結論から言う。本作は「ボク戦犯2」だ。異色のRPGであり、まるで正義の反対を行くかのようなシナリオが展開される。十年ぶりのナンバリングタイトルとして期待が高まる中、プレイヤーには盗賊団と手を組むという、特殊な立場が求められる。この新たな物語の旅に、あなたも足を踏み入れてみるべきだ。
シナリオの見どころ
本作の最大の魅力は、そのシナリオにある。プレイヤーは男主人公として、無邪気な護衛の女の子を敗北へと導く役割を担う。

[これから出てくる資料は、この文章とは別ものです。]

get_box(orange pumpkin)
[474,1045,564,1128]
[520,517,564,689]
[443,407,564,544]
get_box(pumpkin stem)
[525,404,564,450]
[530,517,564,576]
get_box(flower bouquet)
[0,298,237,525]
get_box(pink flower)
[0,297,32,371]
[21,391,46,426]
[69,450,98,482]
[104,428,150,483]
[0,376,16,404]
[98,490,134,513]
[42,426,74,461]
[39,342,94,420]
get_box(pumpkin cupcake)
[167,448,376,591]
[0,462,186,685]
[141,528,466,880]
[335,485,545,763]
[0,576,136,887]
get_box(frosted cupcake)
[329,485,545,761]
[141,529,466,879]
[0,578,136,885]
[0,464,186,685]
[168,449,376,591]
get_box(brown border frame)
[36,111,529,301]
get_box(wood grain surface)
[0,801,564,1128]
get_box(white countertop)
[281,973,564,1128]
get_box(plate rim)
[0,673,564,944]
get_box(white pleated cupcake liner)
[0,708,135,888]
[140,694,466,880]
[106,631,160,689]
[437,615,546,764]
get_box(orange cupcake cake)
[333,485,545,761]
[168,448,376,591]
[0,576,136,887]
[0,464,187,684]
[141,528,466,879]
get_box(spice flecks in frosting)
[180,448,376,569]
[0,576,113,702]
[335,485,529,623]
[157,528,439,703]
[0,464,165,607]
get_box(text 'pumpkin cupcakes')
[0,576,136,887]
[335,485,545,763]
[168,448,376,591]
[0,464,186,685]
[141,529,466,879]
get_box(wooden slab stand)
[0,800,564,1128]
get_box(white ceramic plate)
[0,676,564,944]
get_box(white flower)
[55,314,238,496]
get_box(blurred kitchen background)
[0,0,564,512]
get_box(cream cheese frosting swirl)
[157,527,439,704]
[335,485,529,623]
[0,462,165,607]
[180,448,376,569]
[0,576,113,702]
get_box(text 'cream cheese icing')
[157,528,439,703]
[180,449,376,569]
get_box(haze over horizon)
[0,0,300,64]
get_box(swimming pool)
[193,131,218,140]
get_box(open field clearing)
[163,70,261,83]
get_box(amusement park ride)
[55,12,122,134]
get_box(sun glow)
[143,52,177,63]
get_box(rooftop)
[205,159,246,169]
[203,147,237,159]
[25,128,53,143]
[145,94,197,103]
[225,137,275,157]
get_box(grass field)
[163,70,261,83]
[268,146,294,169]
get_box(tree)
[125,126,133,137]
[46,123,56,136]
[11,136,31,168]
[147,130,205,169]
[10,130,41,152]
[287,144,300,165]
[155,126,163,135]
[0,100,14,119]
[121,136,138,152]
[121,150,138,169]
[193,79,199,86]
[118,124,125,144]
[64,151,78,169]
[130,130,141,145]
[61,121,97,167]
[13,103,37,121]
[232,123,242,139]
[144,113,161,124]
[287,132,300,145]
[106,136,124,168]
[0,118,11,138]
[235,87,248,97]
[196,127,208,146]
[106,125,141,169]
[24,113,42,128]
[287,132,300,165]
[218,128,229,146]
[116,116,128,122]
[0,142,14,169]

彼女は何も知らず、ただ自分の任務に忠実であるが、その陰に潜む運命を知らない。命令や拘束、言葉責めといった要素が織り交ぜられ、プレイヤーはその全過程を見守ることになる。こうしたダークなテーマは、普通のRPGとは一線を画している。プレイヤーは敵であり味方でもある、その微妙な立場に引き込まれる。シナリオを進むにつれ、敵役としての役割に没入し、勝利のために必要な策略を練る様子は、まるで心理戦を楽しむかのようだ。監視する視点や、時には自らの手を汚す選択を迫られるシーンが続くことで、緊迫感が絶え間なく漂う。この没入感は、続編が待ち望まれる理由でもある。
こんなプレイヤーに刺さる
この作品は、普通のRPGでは物足りないと感じているプレイヤーにこそ刺さる。特に、物語の深い陰影や、ダークヒーロー的な立ち位置に興奮を覚える方には最適だ。自らの行動が他者の運命を左右するというテーマは、普通の英雄譚とは異なり、非常に挑戦的。だからこそ、一歩踏み込んだ体験を求めている人にこそ、十分に満足できる内容だろう。また、ストーリーの進行により変わるキャラクターの反応や、選択肢がもたらす結果は、何度でも楽しむことができる。プレイヤー自身が物語をつくりだす感覚にハマる人も多いはず。この作品は、ただ遊ぶだけではなく、考えさせられる要素がふんだんに含まれているため、リプレイ性も非常に高い。これまでのRPG体験では味わえなかった新しい感覚を、ぜひ試してほしい。
迷ってるなら、もう手に取ろう。この異色のRPGがあなたを待っている。新たな物語に飛び込む準備を整え、プレイヤーとしての役割を果たす時が来た。